Zrání (Ripening) is a poem in sound—a poem of dreams, with a rich, detailed, tapestry-like form of interwoven voices. It is so intuitive and personal that it is difficult to analyze by conventional methods. Suk himself tells us,
Consciously or unconsciously, I have learned much from German, French, Russian and other music, I have felt from my youth that it is my duty to express with what I had picked up. […] I express my own emotions and longings with my own musical discourse, which differs from that of other cultures […].
Characteristics of the structure of Ripening can help us infer what these influences might have been. Above all, Dvořák's late symphonic poems seem to lead directly to one of Suk's most distinctive traits: music is used to convey empathetic thought and human experience to the listener. The works of Mahler and Bruckner that were popular in Prague from 1900 to 1914 would have given Suk practical examples of large-scale compositions for orchestra whose impetus was emotional and descriptive content.
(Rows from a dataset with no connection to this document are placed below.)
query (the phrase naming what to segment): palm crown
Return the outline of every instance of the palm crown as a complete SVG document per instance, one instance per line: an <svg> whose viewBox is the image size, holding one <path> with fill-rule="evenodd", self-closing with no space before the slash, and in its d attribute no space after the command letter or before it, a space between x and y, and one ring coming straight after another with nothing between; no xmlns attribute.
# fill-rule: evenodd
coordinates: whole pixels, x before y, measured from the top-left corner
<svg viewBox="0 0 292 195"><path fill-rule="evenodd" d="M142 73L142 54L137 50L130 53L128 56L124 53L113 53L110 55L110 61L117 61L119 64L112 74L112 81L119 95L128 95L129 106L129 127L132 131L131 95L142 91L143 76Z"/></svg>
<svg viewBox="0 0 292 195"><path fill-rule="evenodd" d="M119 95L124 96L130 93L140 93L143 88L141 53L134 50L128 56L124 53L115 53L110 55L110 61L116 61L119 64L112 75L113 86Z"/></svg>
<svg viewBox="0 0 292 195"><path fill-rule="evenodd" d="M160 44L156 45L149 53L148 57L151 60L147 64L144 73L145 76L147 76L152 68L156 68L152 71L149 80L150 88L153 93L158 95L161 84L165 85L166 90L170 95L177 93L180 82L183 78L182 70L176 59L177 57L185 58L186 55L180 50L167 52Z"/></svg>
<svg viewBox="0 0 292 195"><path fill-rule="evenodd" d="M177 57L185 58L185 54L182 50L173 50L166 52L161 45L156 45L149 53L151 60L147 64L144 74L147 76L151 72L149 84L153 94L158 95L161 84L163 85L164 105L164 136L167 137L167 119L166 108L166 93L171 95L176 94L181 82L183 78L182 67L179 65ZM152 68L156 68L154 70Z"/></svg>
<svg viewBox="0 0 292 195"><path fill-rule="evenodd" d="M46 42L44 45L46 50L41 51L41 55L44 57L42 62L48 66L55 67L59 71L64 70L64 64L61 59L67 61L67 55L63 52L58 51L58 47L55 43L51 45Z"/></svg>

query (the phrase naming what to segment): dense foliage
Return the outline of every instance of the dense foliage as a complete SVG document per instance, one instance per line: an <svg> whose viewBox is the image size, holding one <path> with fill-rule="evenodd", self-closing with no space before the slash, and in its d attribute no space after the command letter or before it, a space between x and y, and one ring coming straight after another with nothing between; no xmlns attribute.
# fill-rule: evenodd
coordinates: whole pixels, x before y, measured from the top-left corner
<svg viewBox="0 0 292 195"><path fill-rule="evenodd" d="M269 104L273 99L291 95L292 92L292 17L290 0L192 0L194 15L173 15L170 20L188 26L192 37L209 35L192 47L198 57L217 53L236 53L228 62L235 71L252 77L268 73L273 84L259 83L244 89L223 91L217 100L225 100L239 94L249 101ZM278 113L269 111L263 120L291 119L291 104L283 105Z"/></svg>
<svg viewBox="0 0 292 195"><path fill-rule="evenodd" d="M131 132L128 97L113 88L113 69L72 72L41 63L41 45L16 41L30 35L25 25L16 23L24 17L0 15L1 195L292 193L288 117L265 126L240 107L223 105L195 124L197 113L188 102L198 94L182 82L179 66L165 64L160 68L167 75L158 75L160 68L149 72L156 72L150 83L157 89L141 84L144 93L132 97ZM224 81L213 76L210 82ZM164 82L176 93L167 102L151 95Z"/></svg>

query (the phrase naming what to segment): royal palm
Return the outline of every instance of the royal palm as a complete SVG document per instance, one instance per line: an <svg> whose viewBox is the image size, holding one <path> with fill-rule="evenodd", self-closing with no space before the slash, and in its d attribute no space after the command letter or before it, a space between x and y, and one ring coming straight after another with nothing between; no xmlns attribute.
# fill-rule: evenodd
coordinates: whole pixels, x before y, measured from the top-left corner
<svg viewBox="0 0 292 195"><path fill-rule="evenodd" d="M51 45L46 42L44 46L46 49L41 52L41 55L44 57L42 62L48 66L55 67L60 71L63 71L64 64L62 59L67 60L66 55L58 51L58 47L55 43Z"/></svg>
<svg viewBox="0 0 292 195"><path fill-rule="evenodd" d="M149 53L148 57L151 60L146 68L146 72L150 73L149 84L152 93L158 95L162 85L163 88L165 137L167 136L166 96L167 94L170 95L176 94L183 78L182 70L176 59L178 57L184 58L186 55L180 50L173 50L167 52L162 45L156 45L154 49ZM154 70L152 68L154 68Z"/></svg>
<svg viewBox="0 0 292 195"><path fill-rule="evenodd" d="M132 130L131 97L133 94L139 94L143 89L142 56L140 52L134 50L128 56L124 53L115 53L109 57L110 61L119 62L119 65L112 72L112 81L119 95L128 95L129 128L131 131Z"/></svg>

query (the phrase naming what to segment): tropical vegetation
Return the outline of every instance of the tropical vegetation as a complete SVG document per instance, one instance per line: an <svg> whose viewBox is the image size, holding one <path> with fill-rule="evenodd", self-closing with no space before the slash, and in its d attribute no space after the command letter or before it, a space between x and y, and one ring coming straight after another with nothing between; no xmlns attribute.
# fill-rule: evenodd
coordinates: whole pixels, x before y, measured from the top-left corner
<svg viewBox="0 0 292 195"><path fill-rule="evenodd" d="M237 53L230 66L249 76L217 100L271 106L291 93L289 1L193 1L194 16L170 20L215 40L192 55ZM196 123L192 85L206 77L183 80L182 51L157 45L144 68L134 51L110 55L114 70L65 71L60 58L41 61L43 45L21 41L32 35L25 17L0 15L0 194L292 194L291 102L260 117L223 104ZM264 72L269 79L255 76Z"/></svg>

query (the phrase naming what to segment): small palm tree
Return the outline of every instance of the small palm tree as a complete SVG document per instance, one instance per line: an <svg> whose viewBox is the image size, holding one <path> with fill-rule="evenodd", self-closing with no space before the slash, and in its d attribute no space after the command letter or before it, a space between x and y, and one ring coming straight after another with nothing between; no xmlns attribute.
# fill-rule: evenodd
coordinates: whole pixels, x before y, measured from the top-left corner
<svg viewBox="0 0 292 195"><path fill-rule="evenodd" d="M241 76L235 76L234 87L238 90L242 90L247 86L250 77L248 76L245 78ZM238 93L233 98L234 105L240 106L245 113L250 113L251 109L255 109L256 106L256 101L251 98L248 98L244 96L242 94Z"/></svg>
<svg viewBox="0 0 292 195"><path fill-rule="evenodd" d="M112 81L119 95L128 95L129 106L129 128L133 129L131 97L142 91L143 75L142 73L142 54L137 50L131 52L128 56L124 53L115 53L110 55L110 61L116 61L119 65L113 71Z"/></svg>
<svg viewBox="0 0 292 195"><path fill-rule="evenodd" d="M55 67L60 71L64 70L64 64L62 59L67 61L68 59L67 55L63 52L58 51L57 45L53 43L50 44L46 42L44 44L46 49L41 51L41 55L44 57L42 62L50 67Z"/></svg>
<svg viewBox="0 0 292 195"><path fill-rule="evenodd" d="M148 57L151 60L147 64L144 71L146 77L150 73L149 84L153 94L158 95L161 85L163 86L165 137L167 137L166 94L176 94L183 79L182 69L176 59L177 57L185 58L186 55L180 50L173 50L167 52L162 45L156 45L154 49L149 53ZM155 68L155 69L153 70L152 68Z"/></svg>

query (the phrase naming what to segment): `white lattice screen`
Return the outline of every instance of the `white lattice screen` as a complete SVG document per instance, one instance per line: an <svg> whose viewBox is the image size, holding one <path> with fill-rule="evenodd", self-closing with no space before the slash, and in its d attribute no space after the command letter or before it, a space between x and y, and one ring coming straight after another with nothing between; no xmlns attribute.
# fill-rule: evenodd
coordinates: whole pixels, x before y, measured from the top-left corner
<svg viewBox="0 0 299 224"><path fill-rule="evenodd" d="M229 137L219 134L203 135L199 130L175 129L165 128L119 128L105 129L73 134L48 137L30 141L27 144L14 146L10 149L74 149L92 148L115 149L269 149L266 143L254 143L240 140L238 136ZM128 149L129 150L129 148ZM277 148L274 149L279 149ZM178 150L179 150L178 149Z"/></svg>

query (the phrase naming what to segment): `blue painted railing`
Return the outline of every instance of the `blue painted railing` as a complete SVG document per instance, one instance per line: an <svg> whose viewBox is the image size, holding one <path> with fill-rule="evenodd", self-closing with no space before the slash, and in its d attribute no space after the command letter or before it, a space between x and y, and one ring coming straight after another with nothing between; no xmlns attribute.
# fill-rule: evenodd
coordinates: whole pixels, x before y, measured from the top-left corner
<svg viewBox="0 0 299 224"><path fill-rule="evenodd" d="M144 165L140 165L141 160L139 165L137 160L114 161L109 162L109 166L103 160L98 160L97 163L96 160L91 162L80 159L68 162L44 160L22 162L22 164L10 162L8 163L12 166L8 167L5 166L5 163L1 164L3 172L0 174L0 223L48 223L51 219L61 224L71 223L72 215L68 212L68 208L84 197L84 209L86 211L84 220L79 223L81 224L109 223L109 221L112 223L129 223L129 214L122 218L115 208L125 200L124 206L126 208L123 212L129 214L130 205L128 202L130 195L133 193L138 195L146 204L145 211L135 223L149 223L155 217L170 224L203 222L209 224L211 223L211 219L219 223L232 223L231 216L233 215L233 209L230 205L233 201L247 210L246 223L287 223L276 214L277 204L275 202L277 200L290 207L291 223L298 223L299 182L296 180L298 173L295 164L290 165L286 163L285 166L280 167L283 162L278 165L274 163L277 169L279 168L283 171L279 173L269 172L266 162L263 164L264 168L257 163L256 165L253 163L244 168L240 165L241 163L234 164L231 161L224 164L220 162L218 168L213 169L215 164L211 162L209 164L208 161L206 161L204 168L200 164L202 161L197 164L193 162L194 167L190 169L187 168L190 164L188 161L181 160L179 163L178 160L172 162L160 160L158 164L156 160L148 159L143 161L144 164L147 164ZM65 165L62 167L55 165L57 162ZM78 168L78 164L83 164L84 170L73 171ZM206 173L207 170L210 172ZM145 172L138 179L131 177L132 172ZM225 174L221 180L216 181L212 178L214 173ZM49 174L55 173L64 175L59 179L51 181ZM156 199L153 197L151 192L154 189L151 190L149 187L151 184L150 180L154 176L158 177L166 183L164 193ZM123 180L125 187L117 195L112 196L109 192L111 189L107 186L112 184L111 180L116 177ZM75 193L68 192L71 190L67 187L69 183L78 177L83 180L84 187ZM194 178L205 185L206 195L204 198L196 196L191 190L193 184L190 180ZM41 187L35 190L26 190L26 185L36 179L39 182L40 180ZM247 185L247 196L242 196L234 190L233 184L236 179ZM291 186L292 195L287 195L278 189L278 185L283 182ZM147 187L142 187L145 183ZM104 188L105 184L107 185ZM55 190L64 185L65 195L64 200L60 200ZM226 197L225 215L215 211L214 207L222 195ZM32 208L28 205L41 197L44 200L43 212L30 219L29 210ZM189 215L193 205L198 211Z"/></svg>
It is quite possible that Suk attended the open rehearsals for the world premiere of Mahler's Seventh Symphony in Prague in 1908; we know that his mentor Hanuš Wihan did attend them.
Debussy's Pelléas et Mélisande was performed in Prague in 1908, and Strauss's Elektra in 1910. These works would have given him an example of expressive musical texture built on sound itself rather than thematic material. Like Debussy's great orchestral works, Ripening is not built of fixed, easily analyzable architectural forms, but of organic, constantly changing tissue. Like D'Indy, he uses linked, episodic segments that give the impression of natural breath rather than deliberate pattern. He may have heard Rimsky- Korsakov's suite from Tsar Sultan in 1914. Like that Russian master, Suk has an impressive command of orchestration which permits all of the parts to be clearly heard, even in complex textures. This skill is especially evident in the final corrections made to the autograph; extremely fine adjustments are made to the voicing of chords, to the shape and length of figurations, to unusual combinations of instruments.